44 % intègrent désormais les médias de détail dans les équipes de médias numériques, contre 34 % l'année dernière, ce qui indique une évolution vers une propriété centralisée avec des contributions partagées.
Les équipes ont besoin de compétences analytiques, d'une maîtrise des données et d'une expertise cross-canal.
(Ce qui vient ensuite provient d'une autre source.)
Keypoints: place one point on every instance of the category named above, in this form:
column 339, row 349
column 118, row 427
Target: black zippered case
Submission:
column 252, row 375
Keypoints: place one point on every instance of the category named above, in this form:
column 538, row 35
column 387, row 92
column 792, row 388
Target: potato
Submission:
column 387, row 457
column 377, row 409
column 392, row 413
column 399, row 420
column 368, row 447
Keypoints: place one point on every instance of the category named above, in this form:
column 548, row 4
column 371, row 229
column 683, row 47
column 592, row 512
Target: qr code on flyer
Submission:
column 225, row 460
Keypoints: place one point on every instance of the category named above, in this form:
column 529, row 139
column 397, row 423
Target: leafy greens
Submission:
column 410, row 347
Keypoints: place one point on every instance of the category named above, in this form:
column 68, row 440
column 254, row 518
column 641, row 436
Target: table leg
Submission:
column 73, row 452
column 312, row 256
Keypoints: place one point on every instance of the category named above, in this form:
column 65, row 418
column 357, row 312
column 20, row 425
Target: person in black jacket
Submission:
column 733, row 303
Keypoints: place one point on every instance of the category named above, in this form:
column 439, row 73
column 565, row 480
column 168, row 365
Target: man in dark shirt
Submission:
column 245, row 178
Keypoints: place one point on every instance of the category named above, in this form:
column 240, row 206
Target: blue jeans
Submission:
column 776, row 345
Les médias doivent comprendre les mesures du commerce, et le commerce de détail doit apprendre la stratégie média au sens large.
Glossaire
Modèle de propriété partagée - Structure hybride dans laquelle les médias dirigent la stratégie et le rythme, tandis que le commerce est responsable des relations avec les détaillants et des résultats commerciaux ; les performances sont évaluées sur la base d'indicateurs de performance partagés et normalisés.
Tests d'incrémentalité - Expériences (par exemple, géo-split, PSA) qui estiment l'augmentation causale au-delà des ventes de base, ce qui permet de prendre des décisions d'allocation entre les RMN et les canaux hors site qui conviennent au directeur financier.
Mesures normalisées des médias de détail - Définitions et vérifications communes (IAB/MRC ; IAB Europe) qui permettent une comparaison entre les détaillants et les formats.
Plate-forme de planification unifiée - Une plate-forme de marketing omnicanal
reliant les médias de vente au détail à la recherche et aux réseaux sociaux pour un partage d'informations transcanal.